AGP Platform Analysis, Part 2: New Cards, Single-Core System


In Part 1, we wanted to see if an Athlon XP 2500+ would bottleneck today's newest AGP cards. The answer was a resounding "sometimes," depending on the game: some will bottleneck early, and others will give powerful cards like the X1950 PRO some legroom before limiting the maximum frame rate.

The story has changed quite a bit when we consider the results we have seen with a newer single-core Athlon 64 3400+. Hardly cutting edge, the Athlon64 was still able to provide the X1950 PRO cards with the juice they needed to really pull ahead of the slower Geforce cards. Higher resolutions that were unplayable on the older platform were viable on the newer Athlon 64.

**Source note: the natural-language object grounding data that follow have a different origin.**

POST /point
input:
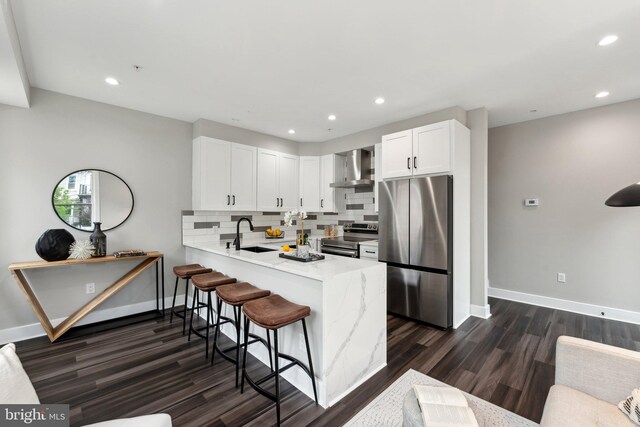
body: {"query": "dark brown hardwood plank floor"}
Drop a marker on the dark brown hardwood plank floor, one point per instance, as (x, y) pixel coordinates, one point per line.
(150, 367)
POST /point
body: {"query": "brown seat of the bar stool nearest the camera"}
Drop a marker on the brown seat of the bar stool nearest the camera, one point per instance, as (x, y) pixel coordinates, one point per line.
(274, 312)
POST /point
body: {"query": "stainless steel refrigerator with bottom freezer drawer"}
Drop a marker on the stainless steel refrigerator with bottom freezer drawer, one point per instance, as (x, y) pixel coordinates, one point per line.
(416, 242)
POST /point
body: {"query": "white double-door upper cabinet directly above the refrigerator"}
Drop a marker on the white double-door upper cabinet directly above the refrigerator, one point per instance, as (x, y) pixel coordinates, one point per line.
(426, 150)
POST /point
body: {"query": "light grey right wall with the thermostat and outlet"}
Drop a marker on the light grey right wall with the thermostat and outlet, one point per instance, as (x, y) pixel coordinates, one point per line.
(572, 163)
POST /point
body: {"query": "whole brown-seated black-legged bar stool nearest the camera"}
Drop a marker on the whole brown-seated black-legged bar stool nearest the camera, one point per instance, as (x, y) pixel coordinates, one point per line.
(273, 313)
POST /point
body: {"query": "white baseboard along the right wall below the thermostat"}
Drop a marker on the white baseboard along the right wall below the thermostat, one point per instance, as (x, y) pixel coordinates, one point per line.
(566, 305)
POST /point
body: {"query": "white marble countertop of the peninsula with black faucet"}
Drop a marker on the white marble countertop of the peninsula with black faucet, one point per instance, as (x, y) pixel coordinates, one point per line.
(322, 270)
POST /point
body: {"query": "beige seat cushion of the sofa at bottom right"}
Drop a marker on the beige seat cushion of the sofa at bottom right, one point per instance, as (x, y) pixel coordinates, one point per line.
(568, 407)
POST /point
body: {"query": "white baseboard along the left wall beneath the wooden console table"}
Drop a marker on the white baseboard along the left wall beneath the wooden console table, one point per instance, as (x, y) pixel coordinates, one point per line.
(34, 330)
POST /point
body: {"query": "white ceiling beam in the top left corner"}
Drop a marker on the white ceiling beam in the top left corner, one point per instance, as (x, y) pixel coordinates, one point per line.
(14, 82)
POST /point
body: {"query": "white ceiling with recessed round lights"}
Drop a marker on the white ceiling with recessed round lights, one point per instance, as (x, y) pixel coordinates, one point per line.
(280, 64)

The bottom line is obvious, but I'll recite it anyway: if you're considering upgrading the video card on a contemporary single-core system with an AGP bus, prospects are looking good. You will see sizable gains with powerful AGP cards like the X1950 PRO, while you do not need to upgrade to a PCI express system to have a viable gaming machine.

Author's Opinion

There are those who will question the longevity of an AGP card with more and more DirectX 10 cards arriving. However, I don't believe this will prevent the X1950 PRO from remaining a good gaming card for a year or two.

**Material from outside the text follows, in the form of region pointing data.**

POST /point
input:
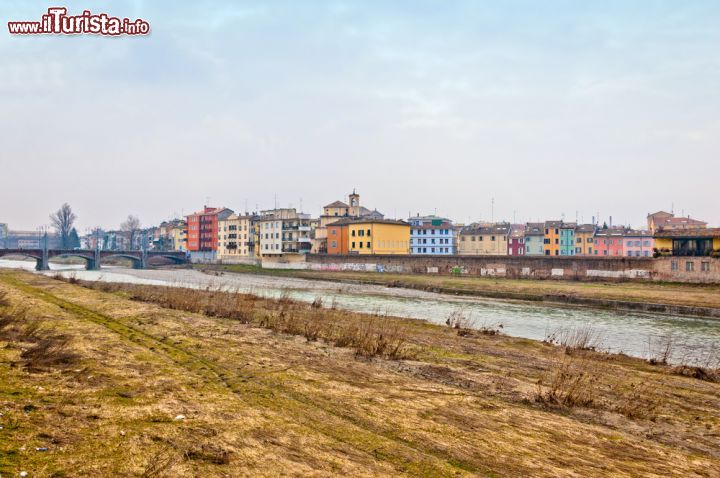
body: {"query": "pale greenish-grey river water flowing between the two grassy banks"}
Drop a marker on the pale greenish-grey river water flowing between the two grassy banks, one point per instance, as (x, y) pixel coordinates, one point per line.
(693, 341)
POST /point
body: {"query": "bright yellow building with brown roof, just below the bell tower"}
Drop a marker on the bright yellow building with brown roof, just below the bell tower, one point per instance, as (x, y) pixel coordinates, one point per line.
(376, 236)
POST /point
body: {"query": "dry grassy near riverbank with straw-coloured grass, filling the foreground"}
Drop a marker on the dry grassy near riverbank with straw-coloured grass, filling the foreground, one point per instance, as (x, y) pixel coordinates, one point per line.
(156, 380)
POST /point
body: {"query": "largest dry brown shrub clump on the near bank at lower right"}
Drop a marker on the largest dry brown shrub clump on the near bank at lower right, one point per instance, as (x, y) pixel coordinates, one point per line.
(570, 382)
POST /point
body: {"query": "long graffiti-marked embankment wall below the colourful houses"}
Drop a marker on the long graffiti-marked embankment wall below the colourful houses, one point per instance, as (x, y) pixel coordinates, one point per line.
(678, 269)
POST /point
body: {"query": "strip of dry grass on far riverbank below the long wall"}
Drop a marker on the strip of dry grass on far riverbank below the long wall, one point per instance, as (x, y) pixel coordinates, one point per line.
(702, 300)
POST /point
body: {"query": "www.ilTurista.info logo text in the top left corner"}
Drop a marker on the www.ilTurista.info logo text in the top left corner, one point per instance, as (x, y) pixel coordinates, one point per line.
(58, 22)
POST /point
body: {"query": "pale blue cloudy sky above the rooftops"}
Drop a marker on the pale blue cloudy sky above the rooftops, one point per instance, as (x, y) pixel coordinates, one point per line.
(504, 110)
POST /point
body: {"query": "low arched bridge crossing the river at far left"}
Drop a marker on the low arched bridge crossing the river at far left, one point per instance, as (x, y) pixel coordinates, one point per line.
(93, 258)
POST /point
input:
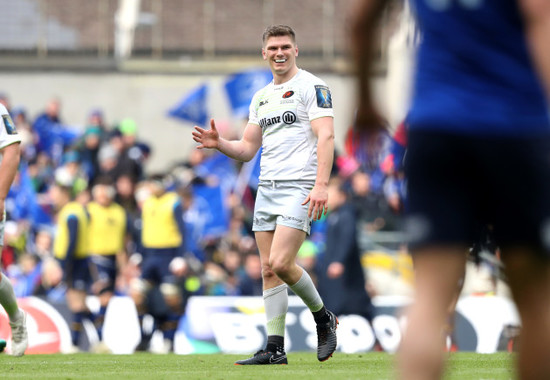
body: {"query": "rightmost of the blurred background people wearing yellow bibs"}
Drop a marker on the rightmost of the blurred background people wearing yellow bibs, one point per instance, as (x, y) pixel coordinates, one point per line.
(162, 242)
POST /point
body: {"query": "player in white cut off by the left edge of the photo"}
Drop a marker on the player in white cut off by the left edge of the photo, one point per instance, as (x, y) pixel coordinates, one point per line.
(9, 148)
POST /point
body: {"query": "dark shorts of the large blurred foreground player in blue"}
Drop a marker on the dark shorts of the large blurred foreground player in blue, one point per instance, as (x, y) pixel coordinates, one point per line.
(456, 184)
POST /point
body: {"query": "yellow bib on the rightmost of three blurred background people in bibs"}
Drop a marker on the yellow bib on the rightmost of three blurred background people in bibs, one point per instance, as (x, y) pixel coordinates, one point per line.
(159, 228)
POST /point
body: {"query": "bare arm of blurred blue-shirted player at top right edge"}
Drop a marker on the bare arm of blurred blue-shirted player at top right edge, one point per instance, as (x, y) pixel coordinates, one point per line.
(537, 20)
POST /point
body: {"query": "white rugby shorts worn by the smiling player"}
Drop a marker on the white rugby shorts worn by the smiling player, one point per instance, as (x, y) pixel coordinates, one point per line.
(280, 202)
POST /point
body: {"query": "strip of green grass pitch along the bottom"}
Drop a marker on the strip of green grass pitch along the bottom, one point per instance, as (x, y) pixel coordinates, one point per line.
(377, 366)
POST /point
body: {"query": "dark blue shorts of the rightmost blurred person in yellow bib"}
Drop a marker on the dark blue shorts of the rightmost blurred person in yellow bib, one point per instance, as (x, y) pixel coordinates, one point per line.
(155, 267)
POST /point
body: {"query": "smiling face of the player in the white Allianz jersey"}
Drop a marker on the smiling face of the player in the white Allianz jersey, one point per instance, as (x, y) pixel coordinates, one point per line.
(281, 52)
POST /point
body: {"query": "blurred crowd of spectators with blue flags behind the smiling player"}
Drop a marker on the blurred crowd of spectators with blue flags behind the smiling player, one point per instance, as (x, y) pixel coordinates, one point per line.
(221, 255)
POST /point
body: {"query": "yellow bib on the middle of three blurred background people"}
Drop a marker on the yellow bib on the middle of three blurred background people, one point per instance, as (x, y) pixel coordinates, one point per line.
(107, 228)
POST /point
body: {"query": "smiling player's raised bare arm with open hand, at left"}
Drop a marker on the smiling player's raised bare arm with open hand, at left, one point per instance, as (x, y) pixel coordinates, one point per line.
(242, 150)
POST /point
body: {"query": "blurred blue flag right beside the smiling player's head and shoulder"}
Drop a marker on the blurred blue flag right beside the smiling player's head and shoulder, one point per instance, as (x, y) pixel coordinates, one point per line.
(241, 87)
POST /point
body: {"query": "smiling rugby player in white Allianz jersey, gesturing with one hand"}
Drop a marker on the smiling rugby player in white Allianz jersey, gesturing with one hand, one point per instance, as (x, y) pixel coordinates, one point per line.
(292, 120)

Those of us who remember ushering in the DirectX 9 era will no doubt recall how many people were convinced that their DirectX 8 cards would be useless in six months; history showed that would not be the case, with many game engines supporting DirectX 8 code paths even today. Remember, developers have to make games that run on the lowest common denominator hardware in order to reach the largest buying audience. To require a DirectX 10 card would limit a developer's potential market so much that it would be suicide until there is a sizable installed base.